Anhand des Bildes gemessen

    Hauptfarbe

    Seegrün #52605e

    Gespeicherte Palette

    • #52605E
    • #26252A
    • #394047
    • #939583
    Hauptfarbe
    Seegrün
    Intensität
    Monochrom Wie gesättigt und vielfältig die Farben sind – von einem einzelnen, dezenten Farbton bis hin zu einer Vielzahl leuchtender Töne.
    Kontrast
    Gelassen Wie stark sich die Farben in Helligkeit und Sättigung über das Bild hinweg unterscheiden.
    Harmonie
    Disharmonische Farbpalette Wie gut die Farben zusammenwirken, von kontrastreich bis hin zu vollkommen harmonisch.
    Helligkeit
    Tiefster Schatten Wie hell oder dunkel das Bild insgesamt wirkt, von tiefen Schatten bis hin zu strahlenden Glanzpunkten.
    Sättigung
    Dezente Farben Wie rein und kräftig die Farben sind, von fast Grau bis hin zu voll lebendig.

    Über dieses Kunstwerk

    Seerosen — Claude Monet

    Ein Blick auf „Wasserlilien“ von Claude Monet

    Claude Monet, ein Name, der für Impressionismus steht und nicht nur eine Darstellung von Landschaften ist, sondern eine Dokumentation flüchtiger Augenblicke und ein Gedicht über Licht und Farbe. Geboren in Paris am 14. November 1840, nahm sein frühes Leben einen überraschenden Wendepunkt ein, als seine Familie ihn mit fünf Jahren nach Le Havre, Normandie, verlegte. Obwohl sein Vater zunächst eine kommerzielle Karriere für ihn vorgesehen hatte, offenbarte sich Monets natürliches künstlerisches Talent frühzeitig und zeigte sich zuerst in lokalen Kohlenzeichnungen – ein Beweis sowohl für seine Fähigkeit als auch für seinen Unternehmergeist. Doch es war sein Begegnung mit Eugène Boudin, die entscheidend wurde. Boudin lehrte Monet nicht nur wie man malt; er brachte ihm die revolutionäre Idee ein, direkt von Natur aus zu arbeiten – eine Praxis, die seinen gesamten künstlerischen Weg prägte.

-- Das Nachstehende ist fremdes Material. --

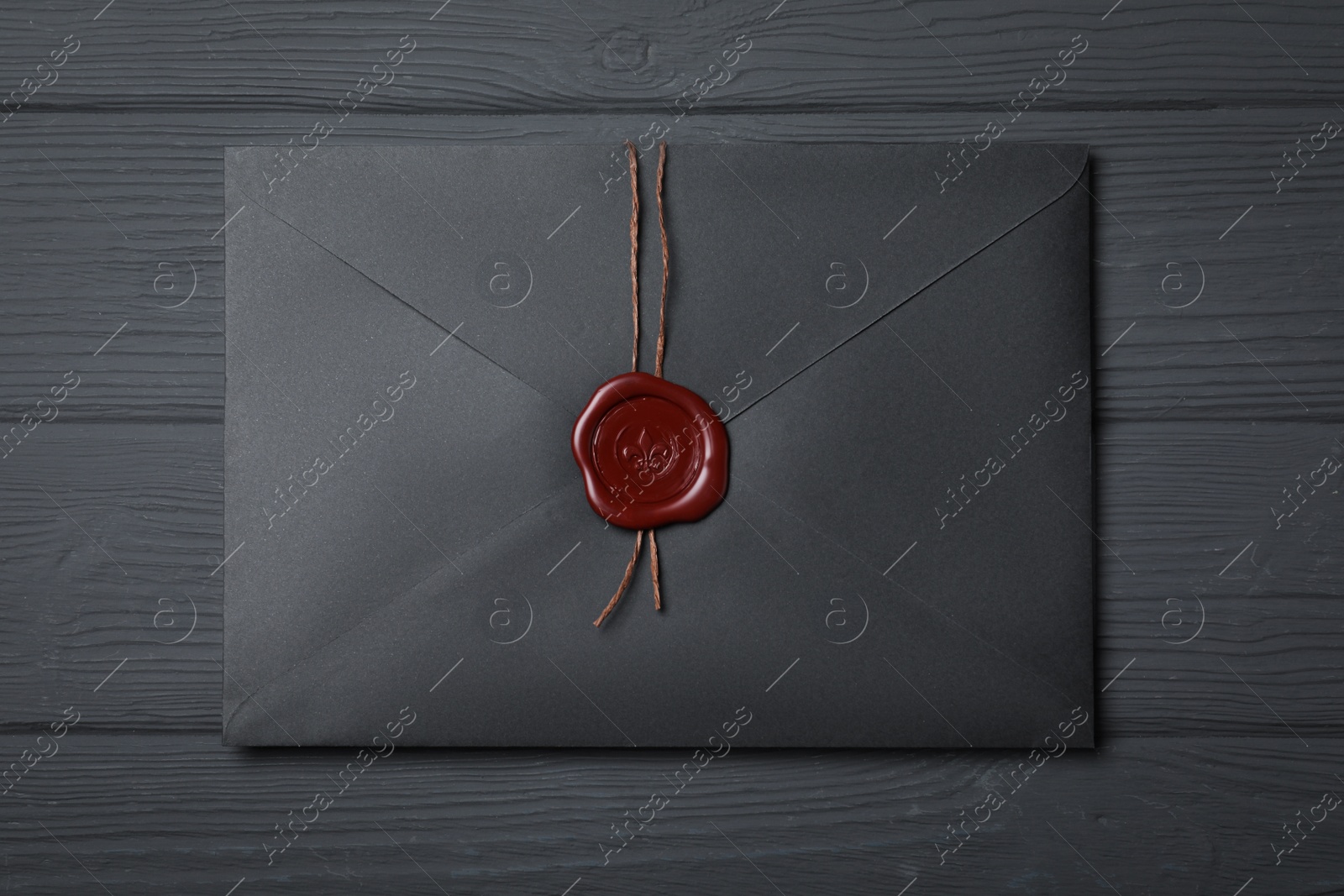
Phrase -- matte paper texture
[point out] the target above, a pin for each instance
(904, 558)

    Seine formale Ausbildung begann in Paris zunächst an der Académie Suisse und später unter Charles Gleyre. Hier schmiedete er dauerhafte Kontakte mit anderen Künstlern und entwickelte seine künstlerische Vision weiter. Es war dieser Einfluss von Boudin und Gleyre, der ihn dazu inspirierte, sich von traditionellen akademischen Methoden zu lösen und stattdessen neue Wege zu beschreiten.

    Der Stil: Monet entwickelte einen einzigartigen Ansatz zum Landschaftsbildern, der durch seine Beobachtungsgabe und sein Verständnis für die Natur geprägt ist. Er verzichtete auf detaillierte Zeichnungen und konzentrierte sich darauf, Licht und Farbe möglichst authentisch einzufangen – ein zentrales Prinzip des Impressionismus.

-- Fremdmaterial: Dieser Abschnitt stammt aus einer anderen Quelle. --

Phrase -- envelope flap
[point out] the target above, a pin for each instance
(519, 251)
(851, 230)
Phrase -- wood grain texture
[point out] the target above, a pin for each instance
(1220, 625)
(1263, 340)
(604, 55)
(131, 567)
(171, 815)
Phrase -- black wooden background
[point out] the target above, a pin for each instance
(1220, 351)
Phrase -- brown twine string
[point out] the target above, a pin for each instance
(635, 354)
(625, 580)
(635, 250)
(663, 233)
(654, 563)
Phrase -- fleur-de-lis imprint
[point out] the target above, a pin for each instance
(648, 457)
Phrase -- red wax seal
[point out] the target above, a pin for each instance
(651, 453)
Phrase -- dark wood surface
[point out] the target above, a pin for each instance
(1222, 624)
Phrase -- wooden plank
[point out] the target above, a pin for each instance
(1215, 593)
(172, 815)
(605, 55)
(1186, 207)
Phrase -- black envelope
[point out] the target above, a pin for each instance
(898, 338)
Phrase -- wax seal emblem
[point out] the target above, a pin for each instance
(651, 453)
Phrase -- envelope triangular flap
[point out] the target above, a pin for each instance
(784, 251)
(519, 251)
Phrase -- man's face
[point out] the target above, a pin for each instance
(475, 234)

    Die Technik: Monet arbeitete hauptsächlich im Freien („en plein air“) und verwendete Ölfarben auf Leinwand. Er entwickelte eine spezielle Maltechnik namens „Broken Color“, bei der er Farbtropfen aufgetragen werden ließ, um einen besonderen Effekt zu erzielen und die Wirkung von Licht und Schatten hervorzuheben.

    Der historische Kontext: Monet lebte während einer Zeit großer künstlerischer Veränderungen und beeinflusste maßgeblich die Entwicklung des Impressionismus. Seine Werke entstanden im Kontext der zunehmenden wissenschaftlichen Erkenntnisse über das menschliche Auge und die Funktionsweise von Licht, was ihn zu einem Pionier der modernen Kunst machte.

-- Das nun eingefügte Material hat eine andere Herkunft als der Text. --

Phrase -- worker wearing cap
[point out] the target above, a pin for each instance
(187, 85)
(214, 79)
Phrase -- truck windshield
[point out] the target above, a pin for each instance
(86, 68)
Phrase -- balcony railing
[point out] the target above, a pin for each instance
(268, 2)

    Die Serie „Wasserlilien“ entstand zwischen 1897 und seinem Tod im Jahr 1926 und gilt als eines seiner Meisterwerke. Monet widmete sich intensiv der Darstellung dieser Pflanzen in seinem Garten in Giverny, Frankreich – einem Ort, der für ihn eine besondere Bedeutung hatte und dessen natürliche Schönheit er stets wiederholen wollte. Er dokumentierte die Veränderungen des Wassers und des Lichts über verschiedene Jahreszeiten hinweg und gelang ihm damit ein außergewöhnliches Gefühl für Atmosphäre und Stimmung zu vermitteln.

    Symbolik: Die Wasserlilien stehen für Reinheit, Frieden und Vergänglichkeit – Themen, die auch in Monets gesamten Kunstproduktion wiederkehren. Sie erinnern uns daran, dass Schönheit nicht dauerhaft ist und dass wir uns stets der Flüchtigkeit des Lebens bewusst sein sollten. Monet wollte damit eine Reflexion über die menschliche Existenz und ihre Verbindung zur Natur fördern.

    Emotionale Wirkung: „Wasserlilien“ erzeugen ein Gefühl von Ruhe und Kontemplation und laden den Betrachter dazu ein, sich auf die Schönheit der Natur einzulassen. Das warme Licht und die sanften Farben wirken beruhigend und erinnern uns an einen Traum – eine Erinnerung daran, dass Kunst nicht nur etwas zum Anschauen ist, sondern auch etwas zum Fühlen ist. Monet wollte damit eine tiefere Verbindung zwischen Mensch und Umwelt schaffen und seine eigene Vision von Schönheit und Wahrheit ausdrücken.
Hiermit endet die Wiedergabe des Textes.